A 29-year-old unmarried Nepali man presented to our clinic with an asymptomatic, solitary, soft, translucent, nontender cystic lesion of about 1-cm diameter at the ventral aspect of glans penis, close to the meatus, that had been noticed at the age of 3 and was nonprogressive for the past 15 years. Ultrasonography demonstrated an isoechoic cystic lesion at the tip of the penis, separated from the urethra, and lying entirely within the mucosa without any evidence of solid component, septation, or vascularity. On the basis of clinical and ultrasonographic findings, a diagnosis of median raphe cyst of the penis was made. The cyst was excised with the patient under local anesthesia, and there was no evidence of recurrence in 2 years of follow-up. The histopathological examination with Hematoxylin and eosin staining showed the cyst wall was lined partly by ciliated pseudostratified columnar epithelium and partly by columnar epithelium with apical mucin.
A 29-year-old unmarried Nepali man presented to our clinic with a complaint of soft, painless swelling at the tip of the penis since childhood. His mother had noticed the swelling when the patient was at the age of 3, and the swelling had increased in size for a few years to reach its present dimension.
However, the swelling had been nonprogressive for the past 15 years. He had no complaints of pain, itching, burning, tenderness, discharge, trauma, or oozing. The lesion did not interfere with urination or penile erection. He did not have any history of congenital anomaly, any medical illness, or similar lesions in family members. The patient’s only concern was cosmetic and the possibility of interference in sexual activity, because he was planning to get married soon.

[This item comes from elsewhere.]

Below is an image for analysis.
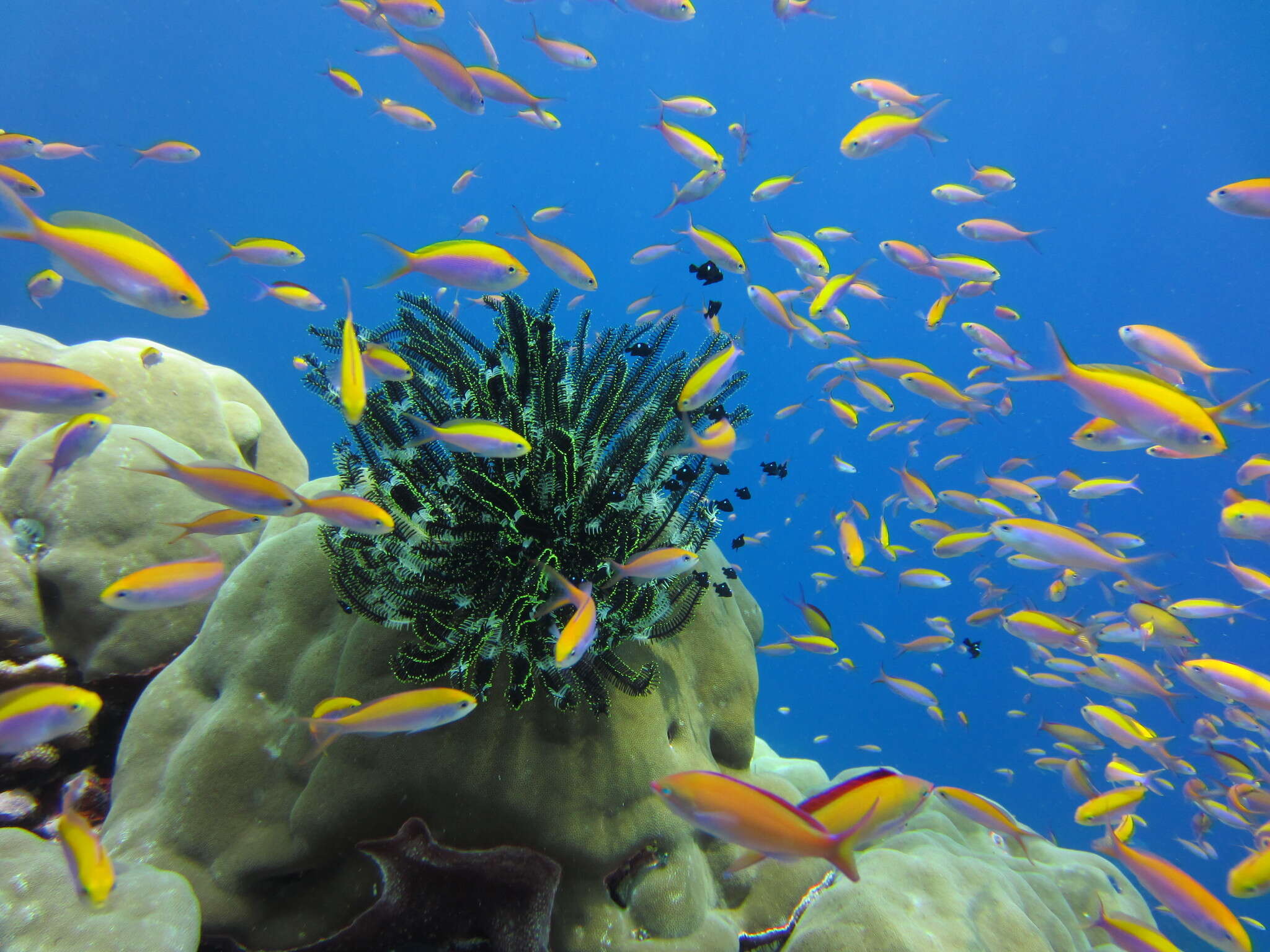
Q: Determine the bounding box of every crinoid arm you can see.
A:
[305,291,749,713]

His physical examination revealed a solitary, soft, translucent cystic lesion of about 2-cm diameter at the ventral aspect of the glans penis, close to the meatus, but not involving the margins of the urethral orifice.
The overlying mucosa was shiny, whereas the surrounding mucosa was normal. The cyst was soft and nontender on palpation. The urethral opening was not obstructed, and examination of other regions of the penis, scrotum, and perineal region were unremarkable. No palpable inguinal lymphadenopathy was seen. The results of the patient’s urinalysis and hemogram were normal. Ultrasonography (USG) of the cyst was advised, which demonstrated an isoechoic cystic lesion at the tip of the penis. There was no evidence of a solid component, septation, or vascularity within the cyst seen by USG. The urethra was separated from the cyst, which was entirely within the mucosa. On the basis of clinical and USG findings, a diagnosis of MRC of the penis was made.

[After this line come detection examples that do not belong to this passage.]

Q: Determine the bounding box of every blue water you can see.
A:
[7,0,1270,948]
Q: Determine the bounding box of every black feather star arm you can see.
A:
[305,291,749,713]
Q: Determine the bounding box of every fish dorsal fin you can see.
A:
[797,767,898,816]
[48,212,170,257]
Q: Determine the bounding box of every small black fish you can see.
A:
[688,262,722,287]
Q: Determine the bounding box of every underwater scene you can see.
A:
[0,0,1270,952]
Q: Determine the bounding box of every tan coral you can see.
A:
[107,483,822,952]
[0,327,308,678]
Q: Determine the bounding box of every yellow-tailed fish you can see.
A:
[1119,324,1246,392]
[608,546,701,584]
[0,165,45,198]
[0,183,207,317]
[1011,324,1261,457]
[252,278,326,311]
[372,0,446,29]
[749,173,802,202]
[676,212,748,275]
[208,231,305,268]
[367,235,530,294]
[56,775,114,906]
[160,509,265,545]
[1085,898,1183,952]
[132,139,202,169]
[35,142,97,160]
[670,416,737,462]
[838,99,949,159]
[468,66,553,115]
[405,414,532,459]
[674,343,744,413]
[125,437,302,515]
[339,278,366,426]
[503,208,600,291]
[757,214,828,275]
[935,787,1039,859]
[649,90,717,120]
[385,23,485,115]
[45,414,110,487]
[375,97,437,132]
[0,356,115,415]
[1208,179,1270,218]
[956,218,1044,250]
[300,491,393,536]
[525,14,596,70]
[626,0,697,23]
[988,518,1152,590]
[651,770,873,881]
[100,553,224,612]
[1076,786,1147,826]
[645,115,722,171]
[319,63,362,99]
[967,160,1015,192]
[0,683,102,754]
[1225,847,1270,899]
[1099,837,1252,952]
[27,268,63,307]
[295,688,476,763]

The cyst was excised with the patient under local anesthesia. During excision, the cyst ruptured, releasing the mucinous content. The whole specimen was sent for histopathological examination. Hematoxylin and eosin (H&E) staining showed the cyst wall was lined partly by ciliated, pseudostratified columnar epithelium and partly by columnar epithelium with apical mucin. The lamina propria showed mild chronic inflammatory infiltrates. No features of dysplasia or malignancy were noted. IHC could not be done, owing to technical and financial reasons. The patient was followed for 1 year. The site of the excision healed without any residual effect. There were no issues related to urination or sexual activities. Recurrence was not observed during the 2-year follow-up period.